Na segunda-feira 1º de outubro, os advogados do ministro das Relações Institucionais, Walfrido dos Mares Guia, entregaram ao procurador-geral da República, Antonio Fernando de Souza, 12 páginas de argumentos jurídicos. Era a defesa prévia de Mares Guia no caso do Mensalão Mineiro – a operação de dinheiro ilegal para financiar a campanha de reeleição de Eduardo Azeredo ao governo de Minas em 1998. No documento, o ministro diz que sua participação na campanha se limitou à apresentação de algumas “sugestões” e o rascunho de idéias. Para ele, querer atribuir-lhe uma função maior do que isso seria uma “manipulação política das apurações”. O problema de Mares Guia, no entanto, é que ele fica longe de explicar tudo o que está contido no inquérito da Polícia Federal.
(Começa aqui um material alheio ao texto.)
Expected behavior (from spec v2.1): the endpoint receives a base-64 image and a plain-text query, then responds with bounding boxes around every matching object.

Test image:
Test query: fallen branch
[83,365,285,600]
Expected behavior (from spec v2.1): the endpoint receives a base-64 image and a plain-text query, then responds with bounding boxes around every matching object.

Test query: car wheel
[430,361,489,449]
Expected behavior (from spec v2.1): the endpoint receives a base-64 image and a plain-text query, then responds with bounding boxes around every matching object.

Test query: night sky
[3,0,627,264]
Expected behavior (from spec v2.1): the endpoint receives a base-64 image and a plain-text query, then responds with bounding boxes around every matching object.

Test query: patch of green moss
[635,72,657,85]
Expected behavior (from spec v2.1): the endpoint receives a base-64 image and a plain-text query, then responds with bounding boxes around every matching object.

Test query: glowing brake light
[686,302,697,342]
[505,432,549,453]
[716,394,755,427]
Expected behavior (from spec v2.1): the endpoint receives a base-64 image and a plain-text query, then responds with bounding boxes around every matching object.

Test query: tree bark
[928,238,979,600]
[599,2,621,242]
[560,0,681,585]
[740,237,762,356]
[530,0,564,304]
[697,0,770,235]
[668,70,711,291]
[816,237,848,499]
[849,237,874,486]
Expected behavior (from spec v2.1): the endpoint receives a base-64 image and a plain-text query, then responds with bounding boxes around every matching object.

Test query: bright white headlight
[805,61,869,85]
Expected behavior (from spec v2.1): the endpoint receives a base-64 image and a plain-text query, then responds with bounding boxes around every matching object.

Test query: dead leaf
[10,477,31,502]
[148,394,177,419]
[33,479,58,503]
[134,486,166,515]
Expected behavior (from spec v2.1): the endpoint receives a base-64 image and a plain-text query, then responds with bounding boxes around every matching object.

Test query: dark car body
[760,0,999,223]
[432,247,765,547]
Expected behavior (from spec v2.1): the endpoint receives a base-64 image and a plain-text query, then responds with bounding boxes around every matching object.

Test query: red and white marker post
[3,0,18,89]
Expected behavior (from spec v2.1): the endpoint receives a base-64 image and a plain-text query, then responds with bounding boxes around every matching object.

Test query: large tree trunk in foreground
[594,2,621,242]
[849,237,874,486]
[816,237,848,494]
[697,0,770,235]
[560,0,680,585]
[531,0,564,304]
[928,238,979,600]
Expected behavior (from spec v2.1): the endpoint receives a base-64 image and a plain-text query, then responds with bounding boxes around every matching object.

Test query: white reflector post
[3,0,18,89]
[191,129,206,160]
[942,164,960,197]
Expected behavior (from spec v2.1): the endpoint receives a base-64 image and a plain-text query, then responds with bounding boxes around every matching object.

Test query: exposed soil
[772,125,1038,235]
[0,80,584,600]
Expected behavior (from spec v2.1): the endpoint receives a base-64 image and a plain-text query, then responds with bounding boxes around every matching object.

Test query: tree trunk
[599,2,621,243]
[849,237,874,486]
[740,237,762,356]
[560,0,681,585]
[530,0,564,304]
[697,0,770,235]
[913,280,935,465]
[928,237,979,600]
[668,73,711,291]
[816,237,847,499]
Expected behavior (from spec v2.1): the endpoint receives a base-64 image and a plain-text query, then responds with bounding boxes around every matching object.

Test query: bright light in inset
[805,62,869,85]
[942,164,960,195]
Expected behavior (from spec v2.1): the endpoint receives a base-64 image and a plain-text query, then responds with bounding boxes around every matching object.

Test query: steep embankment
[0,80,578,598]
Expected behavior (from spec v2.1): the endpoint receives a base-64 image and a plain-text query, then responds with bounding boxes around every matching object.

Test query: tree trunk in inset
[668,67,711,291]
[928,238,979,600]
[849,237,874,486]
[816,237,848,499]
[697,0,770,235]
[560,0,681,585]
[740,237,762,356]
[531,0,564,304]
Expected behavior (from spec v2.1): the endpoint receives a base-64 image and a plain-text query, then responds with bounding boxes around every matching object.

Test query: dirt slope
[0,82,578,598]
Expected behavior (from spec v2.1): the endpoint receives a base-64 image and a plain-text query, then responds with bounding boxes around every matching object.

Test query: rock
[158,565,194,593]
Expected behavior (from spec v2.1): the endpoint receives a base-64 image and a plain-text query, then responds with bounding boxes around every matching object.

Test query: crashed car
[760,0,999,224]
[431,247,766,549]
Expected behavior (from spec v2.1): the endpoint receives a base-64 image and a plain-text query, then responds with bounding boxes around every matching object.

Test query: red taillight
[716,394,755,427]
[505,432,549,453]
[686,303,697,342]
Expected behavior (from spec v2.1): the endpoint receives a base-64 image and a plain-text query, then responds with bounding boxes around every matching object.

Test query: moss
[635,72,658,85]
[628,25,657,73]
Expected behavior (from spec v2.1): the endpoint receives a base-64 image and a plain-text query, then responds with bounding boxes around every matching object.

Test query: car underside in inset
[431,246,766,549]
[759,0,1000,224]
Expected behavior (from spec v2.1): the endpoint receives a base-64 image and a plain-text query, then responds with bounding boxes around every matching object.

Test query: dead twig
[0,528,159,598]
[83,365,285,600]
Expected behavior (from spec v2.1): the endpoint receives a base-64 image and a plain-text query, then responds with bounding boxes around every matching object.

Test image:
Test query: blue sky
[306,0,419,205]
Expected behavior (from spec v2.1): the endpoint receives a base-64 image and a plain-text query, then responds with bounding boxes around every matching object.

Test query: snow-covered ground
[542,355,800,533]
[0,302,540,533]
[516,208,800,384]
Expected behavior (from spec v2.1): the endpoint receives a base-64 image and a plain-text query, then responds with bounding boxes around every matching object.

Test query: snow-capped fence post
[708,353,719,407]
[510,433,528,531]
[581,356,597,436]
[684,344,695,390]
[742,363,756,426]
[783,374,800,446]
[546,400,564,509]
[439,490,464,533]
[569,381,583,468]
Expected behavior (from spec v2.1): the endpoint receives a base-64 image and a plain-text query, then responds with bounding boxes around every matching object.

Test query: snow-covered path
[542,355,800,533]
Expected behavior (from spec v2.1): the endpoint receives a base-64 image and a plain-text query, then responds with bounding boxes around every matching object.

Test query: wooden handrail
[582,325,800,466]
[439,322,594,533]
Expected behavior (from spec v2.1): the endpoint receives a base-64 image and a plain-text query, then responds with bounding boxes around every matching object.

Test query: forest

A defesa prévia, portanto, precisa ser vista pelas lacunas e não pelas justificativas.

Ao contestar o relatório final da PF, a banca de advogados de Mares Guia, liderada por Arnaldo Malheiros Filho, abre o pedido de defesa de seu cliente utilizando-se da justificava de que “apenas” em dez das 172 páginas da investigação, o nome dele é citado. “Das 172 laudas que compõem o relatório, 162 não fazem nenhuma menção ou alusão ao nome do requerente ou de sua holding patrimonial, evidenciando que, mesmo para a polícia, não teve ele participação de relevo nos fatos apurados”, diz o texto.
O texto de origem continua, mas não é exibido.